What was supposed to be just an hour “went into two hours because it was just the reality of use, abuse, unhealthy coping, body image and self-esteem, and people related to that extremely well,” Springer said. “The amount of feedback students gave me was unbelievable.”

Not only was the conversation well received by students, but the faculty and staff in attendance as well.

“It’s a really important piece of the puzzle that I feel is really tricky to reach students at a level that they really understand and can relate to,” Heidi Shaw, a nurse at Athens Middle School, who attended the discussion. “So that conversation, I’m so eternally grateful that it happened.”

High schools have worked to create programs that promote communication with students.

The positive responses encouraged Springer to keep that conversation going so his staff can better help address mental health concerns, including unhealthy coping through drug use.

“This problem is not going away and having a better educated staff is going to help,” he said.

Other schools are implementing their own programs to address mental health concerns.

Over at Eastern High School, administrators implemented a student assistance planning program that involves a committee that gathers to talk about students who get referrals from parents and teachers and address their needs.

The SAP program was first started in the elementary school last year and proved to be successful, which led administrators to add it to the high school because of the increase in mental health issues among students.

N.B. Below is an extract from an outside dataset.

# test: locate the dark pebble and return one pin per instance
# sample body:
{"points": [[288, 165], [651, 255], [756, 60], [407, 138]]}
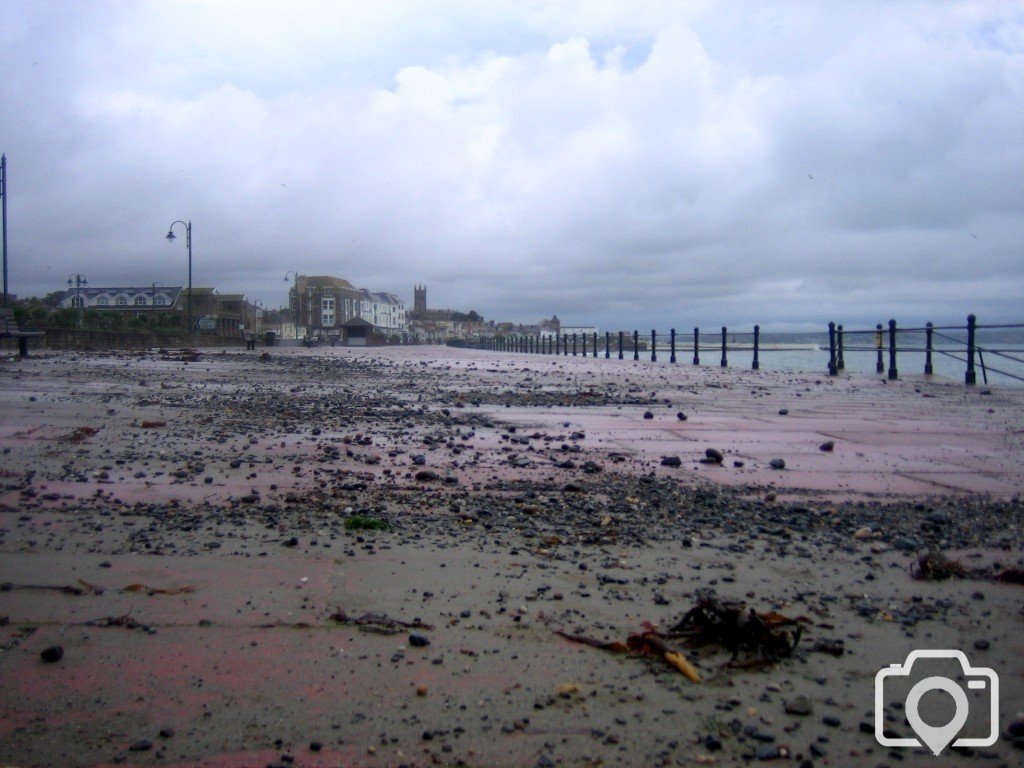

The committee draws on all the resources it has – such as school counselors and Hopewell counselors – to help the kids.

According to SAP coordinators Gaynelle Layne and Sheryl Roush, the committee has been successful, and they expect it to continue to grow.

Principal Garret Hall wants to create an environment of open and honest communication.

“It’s our job as children advocates. And that’s anybody in the education profession,” Hall said. “I don’t care if you’re a cook, a custodian, whoever, it is your job to always try to maintain a positive environment and build relationships.”

Moving forward, administrators are looking to the state’s updated health standards to help them create programs to fulfill the new requirements.

The standards state that beginning July of this year, school districts have to include health education of evidence-based instruction for students in grades 6-12 on suicide awareness and prevention, violence prevention and social inclusion.

The teachings must last at least one hour or a standard class period and will continue annually once implemented.